“Fidelity, fidelity, fidelity.” That was Father Richard John Neuhaus’ answer to the clergy sexual abuse crisis that exploded in 2002. It still is a great tonic, but it is incomplete: courage is also needed.

Priests need to practice fidelity to Church teachings, in both their spiritual and behavioral life. They also need to exercise courage: when one of their fellow priests, or bishops, is guilty of serious misdeeds, they need to be confronted. Keeping quiet is not only cowardly, it is un-Christian. Here are a few examples.

After the disgraced Milwaukee Archbishop Rembert Weakland stepped down—he not only admitted to sexual relationships with men, the diocese paid $450,000 to settle a claim with his boyfriend, Paul Marcoux—he confessed that he did not believe in the Church’s teachings on sexuality.

Weakland rejected the Catholic Catechism’s labeling of homosexual inclinations as “intrinsically disordered.” “Those are bad words because they are pejorative.” It’s a small leap from thinking homosexuality is normal to actually engaging in it.

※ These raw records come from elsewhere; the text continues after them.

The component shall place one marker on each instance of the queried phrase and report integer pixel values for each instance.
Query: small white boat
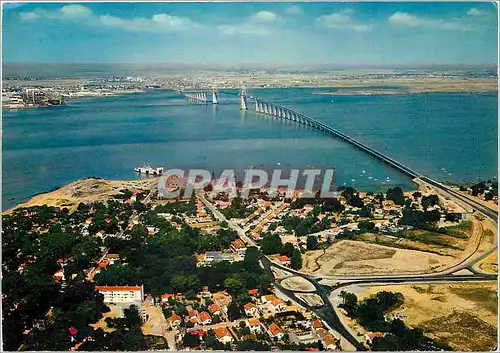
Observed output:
(148, 170)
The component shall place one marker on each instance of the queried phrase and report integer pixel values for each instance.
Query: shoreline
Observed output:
(62, 195)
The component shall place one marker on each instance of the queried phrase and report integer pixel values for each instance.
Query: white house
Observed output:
(121, 294)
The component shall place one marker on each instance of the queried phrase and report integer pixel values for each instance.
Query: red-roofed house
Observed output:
(251, 309)
(223, 335)
(165, 297)
(329, 342)
(285, 260)
(214, 309)
(174, 320)
(275, 331)
(254, 325)
(371, 335)
(253, 292)
(205, 318)
(317, 324)
(103, 264)
(239, 247)
(59, 275)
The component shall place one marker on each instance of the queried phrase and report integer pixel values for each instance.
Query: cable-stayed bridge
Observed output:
(284, 113)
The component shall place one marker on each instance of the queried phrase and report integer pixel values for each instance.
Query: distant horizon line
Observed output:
(255, 64)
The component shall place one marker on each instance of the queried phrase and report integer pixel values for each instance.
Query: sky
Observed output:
(230, 33)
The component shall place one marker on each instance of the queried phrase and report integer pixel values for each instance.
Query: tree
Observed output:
(132, 318)
(312, 242)
(271, 244)
(234, 285)
(296, 260)
(398, 327)
(387, 343)
(349, 301)
(252, 257)
(287, 249)
(190, 340)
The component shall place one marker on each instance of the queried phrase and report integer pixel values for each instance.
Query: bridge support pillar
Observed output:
(243, 99)
(215, 98)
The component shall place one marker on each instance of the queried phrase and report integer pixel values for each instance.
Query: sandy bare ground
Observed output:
(490, 263)
(455, 313)
(87, 190)
(357, 258)
(367, 258)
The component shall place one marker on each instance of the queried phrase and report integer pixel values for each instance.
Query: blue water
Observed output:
(451, 137)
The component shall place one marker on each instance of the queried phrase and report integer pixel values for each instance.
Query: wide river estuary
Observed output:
(449, 137)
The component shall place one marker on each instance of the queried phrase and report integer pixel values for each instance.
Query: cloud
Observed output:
(342, 20)
(293, 10)
(476, 12)
(75, 11)
(244, 29)
(28, 16)
(259, 24)
(265, 16)
(407, 20)
(159, 23)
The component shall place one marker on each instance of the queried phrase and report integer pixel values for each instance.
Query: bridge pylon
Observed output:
(243, 99)
(215, 98)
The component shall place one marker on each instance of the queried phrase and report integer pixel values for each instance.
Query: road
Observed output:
(329, 312)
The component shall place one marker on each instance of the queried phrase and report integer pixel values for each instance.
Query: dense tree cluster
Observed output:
(127, 335)
(34, 239)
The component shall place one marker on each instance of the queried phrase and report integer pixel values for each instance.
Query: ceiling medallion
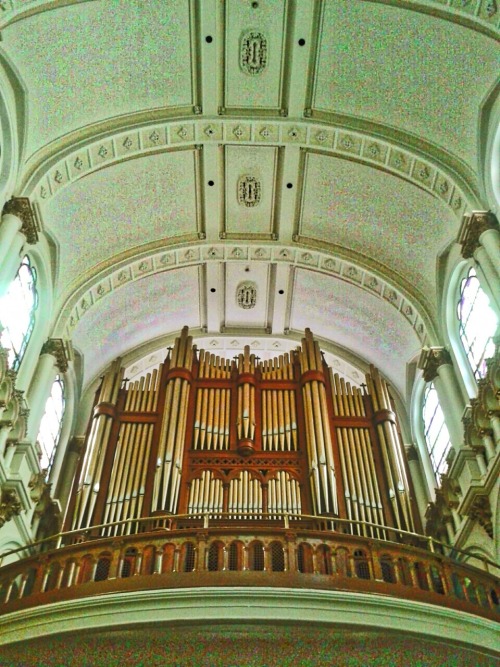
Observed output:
(253, 52)
(249, 191)
(246, 295)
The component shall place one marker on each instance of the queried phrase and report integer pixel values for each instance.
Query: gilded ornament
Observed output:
(246, 295)
(253, 53)
(249, 191)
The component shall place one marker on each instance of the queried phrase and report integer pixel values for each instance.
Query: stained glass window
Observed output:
(436, 433)
(17, 313)
(50, 426)
(478, 323)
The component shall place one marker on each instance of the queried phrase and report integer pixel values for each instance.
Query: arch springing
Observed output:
(17, 312)
(477, 323)
(437, 437)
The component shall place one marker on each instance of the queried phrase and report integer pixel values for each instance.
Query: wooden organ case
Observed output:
(242, 439)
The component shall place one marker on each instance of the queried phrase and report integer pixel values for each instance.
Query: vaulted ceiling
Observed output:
(324, 152)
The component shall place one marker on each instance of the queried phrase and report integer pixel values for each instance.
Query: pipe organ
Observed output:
(242, 438)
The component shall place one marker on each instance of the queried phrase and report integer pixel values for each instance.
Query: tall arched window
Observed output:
(436, 433)
(477, 323)
(17, 313)
(50, 426)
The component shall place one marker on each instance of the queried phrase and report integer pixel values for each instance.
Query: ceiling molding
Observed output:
(472, 14)
(45, 180)
(120, 272)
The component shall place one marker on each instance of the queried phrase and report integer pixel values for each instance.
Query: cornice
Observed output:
(482, 16)
(85, 151)
(121, 270)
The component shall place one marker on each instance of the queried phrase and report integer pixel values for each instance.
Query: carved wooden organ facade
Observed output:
(242, 438)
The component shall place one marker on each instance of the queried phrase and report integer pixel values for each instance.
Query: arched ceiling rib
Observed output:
(359, 132)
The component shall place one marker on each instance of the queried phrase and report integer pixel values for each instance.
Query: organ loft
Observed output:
(243, 439)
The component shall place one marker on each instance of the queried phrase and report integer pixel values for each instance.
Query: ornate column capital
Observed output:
(21, 208)
(59, 349)
(480, 511)
(472, 227)
(10, 505)
(431, 358)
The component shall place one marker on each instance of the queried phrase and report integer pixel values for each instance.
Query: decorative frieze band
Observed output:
(431, 358)
(48, 179)
(22, 209)
(472, 227)
(83, 299)
(10, 506)
(59, 349)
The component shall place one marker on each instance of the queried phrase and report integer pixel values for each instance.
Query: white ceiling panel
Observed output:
(356, 320)
(136, 313)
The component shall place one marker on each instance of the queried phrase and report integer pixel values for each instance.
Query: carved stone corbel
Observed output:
(59, 349)
(10, 506)
(481, 512)
(473, 226)
(22, 209)
(431, 358)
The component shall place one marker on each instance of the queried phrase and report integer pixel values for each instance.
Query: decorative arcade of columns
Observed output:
(243, 438)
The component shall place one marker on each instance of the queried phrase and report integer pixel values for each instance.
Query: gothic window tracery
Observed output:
(51, 424)
(17, 313)
(437, 437)
(477, 323)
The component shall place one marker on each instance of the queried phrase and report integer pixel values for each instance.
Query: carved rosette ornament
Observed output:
(246, 295)
(431, 358)
(58, 349)
(10, 506)
(473, 226)
(481, 512)
(253, 52)
(22, 209)
(249, 191)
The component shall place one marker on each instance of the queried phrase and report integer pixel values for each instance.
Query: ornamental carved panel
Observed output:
(246, 295)
(253, 52)
(249, 191)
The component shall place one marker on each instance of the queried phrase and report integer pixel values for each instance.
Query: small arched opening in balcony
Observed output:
(187, 557)
(85, 571)
(215, 558)
(404, 572)
(4, 587)
(102, 567)
(361, 566)
(324, 559)
(235, 556)
(29, 582)
(15, 588)
(342, 562)
(387, 568)
(129, 562)
(422, 580)
(53, 575)
(168, 558)
(494, 599)
(437, 580)
(482, 597)
(256, 556)
(277, 557)
(69, 568)
(148, 560)
(304, 558)
(470, 591)
(458, 588)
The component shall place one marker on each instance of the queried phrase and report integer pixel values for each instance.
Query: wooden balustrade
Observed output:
(160, 557)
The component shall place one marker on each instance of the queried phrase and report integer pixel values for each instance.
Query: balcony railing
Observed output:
(217, 549)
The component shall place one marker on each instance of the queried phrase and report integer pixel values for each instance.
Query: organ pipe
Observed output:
(246, 437)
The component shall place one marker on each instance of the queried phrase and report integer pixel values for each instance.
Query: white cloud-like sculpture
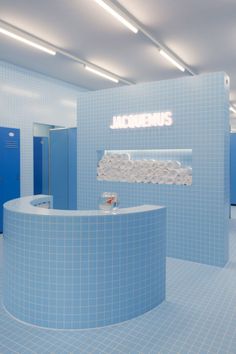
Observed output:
(121, 168)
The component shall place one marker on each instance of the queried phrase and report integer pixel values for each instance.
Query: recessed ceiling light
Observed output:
(100, 73)
(26, 41)
(117, 15)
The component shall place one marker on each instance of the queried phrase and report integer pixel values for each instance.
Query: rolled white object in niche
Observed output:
(119, 167)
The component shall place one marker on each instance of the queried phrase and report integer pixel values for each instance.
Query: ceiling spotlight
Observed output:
(172, 60)
(116, 13)
(26, 41)
(100, 73)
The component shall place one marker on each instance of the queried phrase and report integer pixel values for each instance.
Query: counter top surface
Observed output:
(30, 205)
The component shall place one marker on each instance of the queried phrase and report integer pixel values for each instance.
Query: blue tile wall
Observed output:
(197, 214)
(27, 97)
(83, 271)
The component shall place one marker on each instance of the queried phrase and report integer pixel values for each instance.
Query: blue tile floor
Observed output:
(198, 317)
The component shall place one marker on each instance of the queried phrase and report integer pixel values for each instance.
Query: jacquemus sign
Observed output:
(142, 120)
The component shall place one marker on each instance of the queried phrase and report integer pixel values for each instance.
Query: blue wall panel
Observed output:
(72, 168)
(233, 168)
(9, 167)
(197, 214)
(45, 165)
(27, 97)
(38, 168)
(59, 168)
(63, 168)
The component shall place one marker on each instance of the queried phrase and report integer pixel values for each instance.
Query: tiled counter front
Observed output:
(82, 269)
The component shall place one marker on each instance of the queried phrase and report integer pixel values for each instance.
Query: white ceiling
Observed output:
(201, 33)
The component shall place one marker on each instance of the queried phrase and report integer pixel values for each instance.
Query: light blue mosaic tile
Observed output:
(198, 214)
(198, 317)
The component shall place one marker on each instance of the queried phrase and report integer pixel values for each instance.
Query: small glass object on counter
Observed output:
(108, 202)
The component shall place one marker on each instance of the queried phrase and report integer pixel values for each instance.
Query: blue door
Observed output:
(63, 168)
(38, 165)
(9, 167)
(59, 168)
(233, 168)
(72, 168)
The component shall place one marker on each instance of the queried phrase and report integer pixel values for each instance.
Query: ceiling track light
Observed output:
(172, 60)
(26, 41)
(117, 14)
(101, 73)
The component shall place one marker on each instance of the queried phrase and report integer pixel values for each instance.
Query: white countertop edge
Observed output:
(25, 205)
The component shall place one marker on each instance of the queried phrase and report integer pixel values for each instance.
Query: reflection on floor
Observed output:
(198, 317)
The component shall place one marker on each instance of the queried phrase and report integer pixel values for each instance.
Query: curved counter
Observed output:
(82, 269)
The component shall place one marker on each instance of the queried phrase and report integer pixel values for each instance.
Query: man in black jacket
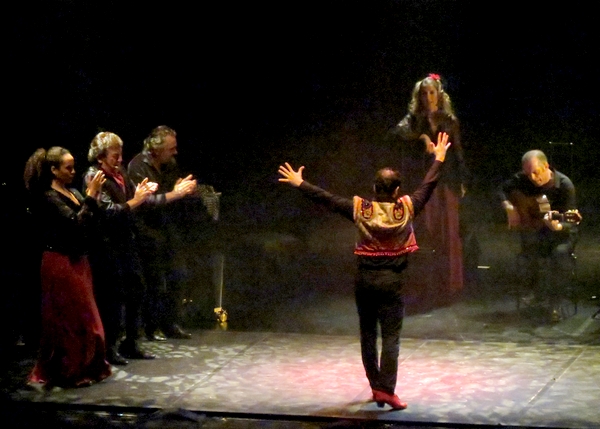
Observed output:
(157, 163)
(116, 264)
(540, 203)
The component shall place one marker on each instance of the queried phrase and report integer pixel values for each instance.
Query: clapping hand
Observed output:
(441, 147)
(95, 185)
(185, 186)
(144, 189)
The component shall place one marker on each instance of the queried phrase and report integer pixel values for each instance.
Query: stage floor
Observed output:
(300, 377)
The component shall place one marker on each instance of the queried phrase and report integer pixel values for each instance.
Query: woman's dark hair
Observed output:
(386, 182)
(38, 168)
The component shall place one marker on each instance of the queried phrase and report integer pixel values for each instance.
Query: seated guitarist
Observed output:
(540, 203)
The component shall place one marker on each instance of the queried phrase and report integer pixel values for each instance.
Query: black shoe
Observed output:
(175, 332)
(134, 352)
(155, 335)
(115, 358)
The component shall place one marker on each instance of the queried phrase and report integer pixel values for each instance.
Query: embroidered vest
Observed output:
(384, 229)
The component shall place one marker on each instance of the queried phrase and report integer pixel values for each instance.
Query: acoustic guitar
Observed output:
(532, 209)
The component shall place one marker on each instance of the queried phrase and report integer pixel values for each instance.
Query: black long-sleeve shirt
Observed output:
(345, 207)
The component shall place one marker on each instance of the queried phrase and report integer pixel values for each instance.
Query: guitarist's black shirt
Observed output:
(559, 191)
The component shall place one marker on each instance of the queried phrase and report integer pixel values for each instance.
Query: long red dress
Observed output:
(438, 230)
(72, 349)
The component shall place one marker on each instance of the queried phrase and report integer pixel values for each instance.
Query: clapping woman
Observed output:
(72, 349)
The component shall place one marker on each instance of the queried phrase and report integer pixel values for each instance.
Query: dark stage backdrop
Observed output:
(249, 85)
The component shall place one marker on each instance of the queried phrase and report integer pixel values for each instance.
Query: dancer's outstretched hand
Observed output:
(290, 176)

“If we say our God is an all-loving god,” Weakland said, “how do you explain that at any given time probably 400 million living on the planet at one time would be gay? Are the religions of the world, as does Catholicism, saying to those hundreds of millions of people, you have to pass your whole life without any physical, genital expression of that love?”

If Weakland were an honest man, he never would have sought ordination. He joined an organization whose strictures on seminal matters he could not support, lived a double life, and expected the faithful to pay for his lifestyle, as well as his lawsuits. To this day, he is lionized by left-wing Catholics, the ones who call themselves social justice advocates.

Weakland is a prime example of what happens when fidelity is absent. He is also a prime example of what happens when those who knew of his gay lifestyle remained silent. Their lack of courage allowed him to engage in sexual activity with men for years.

Msgr. Kevin Wallin is another splendid example of what happens when fidelity and courage are not practiced.

In 2013, Wallin went to prison for dealing crystal methamphetamine. He was the former pastor of the Cathedral of St. Augustine in Bridgeport, Connecticut and was secretary to Bishop Walter Curtis in 1987. He was also secretary to Bishop Edward Egan (who would later become Archbishop of New York and a cardinal).

Wallin was more than a drug dealer. He was a cross-dressing, clinically diagnosed narcissist who lived a promiscuous homosexual lifestyle. Lots of people knew he was a sicko, and none did anything about it.

“Neighbors said men streamed into Monsignor Wallin’s apartment,” the New York Times noted, “many of them arriving in cars like BMWs and Corvettes. Sounds of sex could be heard. He stored cases of good wine in the basement, as well as glass pipes and bottles of butane. He was seen doing his laundry, which included lace panties and other articles of women’s clothing.”

But no one said a word, including his fellow priests. In a session with other priests, in which they spoke of God’s mercy, Wallin turned to them and said, “You don’t really believe that, do you?”

When I read that in 2013, I knew I would never forget it. It was not Wallin’s lack of fidelity to the teachings of the Church that struck me the most, it was the lack of courage on the part of his cohorts. When a priest confesses to other priests that he no longer believes, and they do nothing about it, they are as bad as him.

Fortunately, there are priests who are coming forward, and one of them is featured in this edition of Catalyst (see pp. 8-9).

Father Robert Altier gave a startling homily on August 19, one that was widely disseminated by the Catholic League. He is a priest at the Church of St. Raphael in Crystal, Minnesota. I have shortened his homily to fit our page limitations.

It is clear that Father Altier loves the Catholic Church and is sickened by recent revelations of old cases of priestly sexual abuse. I am grateful that he gave us permission to publish an excerpt of his remarks.

I would be remiss if I did not mention the extraordinary courage exhibited by Cardinal Timothy Dolan. It is he who is responsible for blowing the whistle on Theodore McCarrick, forcing his resignation as cardinal.

To be precise, it was the New York Archdiocese’s Independent Compensation and Reconciliation Program that enticed one of McCarrick’s victims to come forward, and it was Cardinal Dolan who then acted on the accusation. Bias against the hierarchy, stemming from some members of the laity and even the clergy, accounts for why Dolan is not being given the credit he deserves.

Most priests and bishops are good men. Unless we have reason to believe otherwise, we should give them our support and not allow those who are stampeding against them to prevail. A mob mentality is dangerous.